Рука ложится на сердце. Сняли кофту, майку. В области сердца — едва заметная точечка.
Доду завел автомобиль и несколько часов гнал до Махачкалы, через мины, посты, обстрелы. Хирург, осмотрев Аминат за минуту, скомандовал ассистентам: готовить операционную, наркоз. Игла попала в самое сердце. Но сердце не остановилось. Оно продолжало, судорожно, с болью, толчками гнать кровь. И Аминат не умерла. Теряла сознание от боли по дороге, проваливалась в бездну, но вновь открывала глаза.
Стальной шарик под правой лопаткой моего отца, хирург сказал, что можно не вырезать, если не мешает. Длинная, потемневшая от крови игла — Аминат хранит ее в картонной коробочке из-под новогодней мишуры.
48
Вы знаете, какая профессия в советское время была самой престижной на Северном Кавказе, среди чеченцев, ингушей, осетин, разноплеменных дагестанцев? Горцы — они жадные, злые, дикие. Наверное, начальник, или генерал, или прокурор? Врач.
А самая престижная специализация среди медицинских работников?
Хирург, конечно.
И это я тоже хорошо помню. Самые умные дети, отличники, медалисты, даже не выбирали себе профессию: она была предопределена. Родители с гордостью говорили: моя девочка учится на одни пятерки. Закончит школу, будет поступать в медицинский! Как знали они, что много врачей, самых лучших врачей понадобится уже через несколько лет, чтобы спасти хотя бы кого-то? Может, земля шептала об этом.
Началась война, и в этой бойне, в этом кошмаре, в этом аду, была только одна возможность оставаться человеком: быть врачом. Не различая военной и гражданской одежды — все равно разорвана в клочья, не различая нации и языка — все люди стонут на одном языке, спасать того, кого еще можно спасти. Бороться с небом, проливающим смерть.

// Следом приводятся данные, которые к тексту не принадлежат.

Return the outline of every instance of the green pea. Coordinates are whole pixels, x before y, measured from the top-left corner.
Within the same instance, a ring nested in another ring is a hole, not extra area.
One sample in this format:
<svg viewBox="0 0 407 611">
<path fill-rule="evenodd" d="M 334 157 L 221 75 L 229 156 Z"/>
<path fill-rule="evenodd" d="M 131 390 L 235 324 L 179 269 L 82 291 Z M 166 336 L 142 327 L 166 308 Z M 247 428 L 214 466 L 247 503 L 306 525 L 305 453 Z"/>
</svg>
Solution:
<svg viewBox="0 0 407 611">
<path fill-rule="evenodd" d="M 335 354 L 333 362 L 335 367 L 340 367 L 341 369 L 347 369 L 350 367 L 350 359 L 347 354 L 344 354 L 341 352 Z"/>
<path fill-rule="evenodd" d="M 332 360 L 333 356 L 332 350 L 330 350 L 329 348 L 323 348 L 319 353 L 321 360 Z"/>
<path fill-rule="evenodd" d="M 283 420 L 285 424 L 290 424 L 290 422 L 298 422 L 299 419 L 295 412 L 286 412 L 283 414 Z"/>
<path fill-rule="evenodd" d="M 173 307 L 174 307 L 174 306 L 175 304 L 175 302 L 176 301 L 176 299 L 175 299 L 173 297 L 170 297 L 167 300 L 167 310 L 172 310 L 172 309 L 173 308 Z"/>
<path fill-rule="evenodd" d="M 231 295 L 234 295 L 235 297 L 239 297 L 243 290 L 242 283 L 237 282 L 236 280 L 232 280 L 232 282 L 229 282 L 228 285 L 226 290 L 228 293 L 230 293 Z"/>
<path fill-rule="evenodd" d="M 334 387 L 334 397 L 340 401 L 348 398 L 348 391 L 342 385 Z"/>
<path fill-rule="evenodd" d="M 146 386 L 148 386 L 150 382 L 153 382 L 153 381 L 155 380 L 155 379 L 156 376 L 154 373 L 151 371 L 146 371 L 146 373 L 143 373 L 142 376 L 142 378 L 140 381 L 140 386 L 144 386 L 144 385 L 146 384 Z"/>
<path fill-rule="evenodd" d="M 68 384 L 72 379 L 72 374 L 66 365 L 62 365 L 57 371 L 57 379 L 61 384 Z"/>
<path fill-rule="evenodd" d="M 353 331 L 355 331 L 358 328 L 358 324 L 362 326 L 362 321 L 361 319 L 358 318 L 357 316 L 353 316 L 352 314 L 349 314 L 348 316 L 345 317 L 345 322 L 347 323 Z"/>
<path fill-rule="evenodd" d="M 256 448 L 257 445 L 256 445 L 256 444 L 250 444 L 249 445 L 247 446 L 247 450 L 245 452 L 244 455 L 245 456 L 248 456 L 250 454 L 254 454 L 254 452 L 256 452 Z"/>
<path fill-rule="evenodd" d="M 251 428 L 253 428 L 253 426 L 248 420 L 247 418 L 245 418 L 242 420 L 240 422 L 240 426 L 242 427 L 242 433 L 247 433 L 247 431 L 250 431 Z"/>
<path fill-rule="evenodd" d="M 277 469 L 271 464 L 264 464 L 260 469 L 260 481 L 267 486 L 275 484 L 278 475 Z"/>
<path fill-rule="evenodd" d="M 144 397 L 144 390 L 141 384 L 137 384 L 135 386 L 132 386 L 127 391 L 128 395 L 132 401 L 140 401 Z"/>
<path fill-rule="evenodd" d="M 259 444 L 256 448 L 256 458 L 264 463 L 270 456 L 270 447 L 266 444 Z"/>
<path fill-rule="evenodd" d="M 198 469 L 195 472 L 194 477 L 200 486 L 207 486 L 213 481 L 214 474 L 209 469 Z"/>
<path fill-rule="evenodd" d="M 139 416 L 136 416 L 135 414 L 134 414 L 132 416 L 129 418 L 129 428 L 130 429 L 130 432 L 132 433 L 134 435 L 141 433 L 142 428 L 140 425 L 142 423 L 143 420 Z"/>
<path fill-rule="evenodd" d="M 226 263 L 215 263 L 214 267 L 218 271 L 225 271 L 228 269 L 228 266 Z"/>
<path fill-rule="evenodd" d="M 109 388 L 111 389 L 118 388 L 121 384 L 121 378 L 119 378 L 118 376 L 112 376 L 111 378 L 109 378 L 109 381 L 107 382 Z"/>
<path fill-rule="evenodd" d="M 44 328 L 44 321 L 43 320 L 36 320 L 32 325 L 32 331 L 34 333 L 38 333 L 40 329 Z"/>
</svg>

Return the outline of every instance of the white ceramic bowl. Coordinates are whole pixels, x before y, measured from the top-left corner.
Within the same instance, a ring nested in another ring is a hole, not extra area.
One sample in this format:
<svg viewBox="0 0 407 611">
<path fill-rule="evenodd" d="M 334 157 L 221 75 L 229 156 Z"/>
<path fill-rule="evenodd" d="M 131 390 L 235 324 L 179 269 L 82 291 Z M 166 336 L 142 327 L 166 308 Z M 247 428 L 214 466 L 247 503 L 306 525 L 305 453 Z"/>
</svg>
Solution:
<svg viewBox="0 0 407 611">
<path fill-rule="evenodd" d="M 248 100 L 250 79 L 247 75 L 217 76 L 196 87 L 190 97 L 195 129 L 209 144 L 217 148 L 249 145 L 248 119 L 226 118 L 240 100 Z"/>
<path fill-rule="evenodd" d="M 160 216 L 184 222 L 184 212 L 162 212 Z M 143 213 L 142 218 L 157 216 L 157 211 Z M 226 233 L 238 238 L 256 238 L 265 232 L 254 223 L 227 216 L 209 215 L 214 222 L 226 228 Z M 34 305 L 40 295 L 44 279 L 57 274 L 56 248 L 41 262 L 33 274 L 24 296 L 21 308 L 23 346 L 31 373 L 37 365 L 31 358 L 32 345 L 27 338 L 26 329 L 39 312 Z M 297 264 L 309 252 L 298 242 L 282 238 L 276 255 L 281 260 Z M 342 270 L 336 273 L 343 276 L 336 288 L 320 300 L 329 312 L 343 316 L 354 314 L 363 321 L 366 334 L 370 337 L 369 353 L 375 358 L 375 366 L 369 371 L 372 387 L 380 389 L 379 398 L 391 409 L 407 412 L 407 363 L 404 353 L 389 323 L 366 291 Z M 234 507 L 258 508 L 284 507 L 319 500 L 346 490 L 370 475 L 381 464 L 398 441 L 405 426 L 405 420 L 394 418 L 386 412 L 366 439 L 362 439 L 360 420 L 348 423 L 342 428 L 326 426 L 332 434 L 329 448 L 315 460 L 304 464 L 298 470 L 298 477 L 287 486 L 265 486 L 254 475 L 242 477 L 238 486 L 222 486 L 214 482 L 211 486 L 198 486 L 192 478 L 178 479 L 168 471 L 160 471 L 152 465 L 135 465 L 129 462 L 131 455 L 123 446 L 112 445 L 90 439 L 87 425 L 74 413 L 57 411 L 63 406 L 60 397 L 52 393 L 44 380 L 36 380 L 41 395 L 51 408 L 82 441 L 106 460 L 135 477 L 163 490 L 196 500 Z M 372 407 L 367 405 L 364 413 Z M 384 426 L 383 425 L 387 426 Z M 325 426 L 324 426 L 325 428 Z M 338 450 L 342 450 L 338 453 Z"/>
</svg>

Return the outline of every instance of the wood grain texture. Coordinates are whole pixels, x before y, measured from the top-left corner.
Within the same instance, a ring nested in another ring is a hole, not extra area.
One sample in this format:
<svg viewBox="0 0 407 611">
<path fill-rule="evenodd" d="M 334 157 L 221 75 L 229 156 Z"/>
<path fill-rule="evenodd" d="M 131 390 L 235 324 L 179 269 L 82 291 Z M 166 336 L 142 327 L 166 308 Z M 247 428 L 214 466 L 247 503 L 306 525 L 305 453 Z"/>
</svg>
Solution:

Когда жестокое небо-отец, готовясь к убийству своих детей, копило снаряды и бомбы, ракеты и мины, одевало своих наемников в цвета хаки, мать-земля готовила свою армию сопротивления. В медицинских институтах по всей стране, вместо воинской присяги — клятва гуманизма. Земля не желала отдавать детей без боя.
И вот, армия неба, в болотных одеждах, и армия земли, в белых, как летние облака, халатах. Где земля и где небо? Все поменялось местами.
…………………………………………………………………………………
Воины земли стояли намертво, бессонными сутками, один на один с небом.
Теперь вы тоже знаете, чья это была война.
49
Мне всегда трудно писать сюжетную прозу, особенно теперь, когда я детонирую изнутри и готов рассыпаться веером боли. Мне трудно еще и потому, что не нравится заполнять промежутки. Например, вот, событие в одном городе, событие в другом, а в правильной сюжетной прозе надо еще рассказать, как герой собирал чемодан, ехал на такси до вокзала, а потом трясся в вагоне на пути из одного города в другой.
А я не помню, как я покупал билет, как я ждал в аэропорту, как я садился на самолет и летел до Назрани. Я помню только звонок Лены, нашей самой старшей сестры, о том, что Зарему ранило, уже несколько дней назад ранило в Шали, но мы ничего не знали, а теперь она в больнице, в Назрани.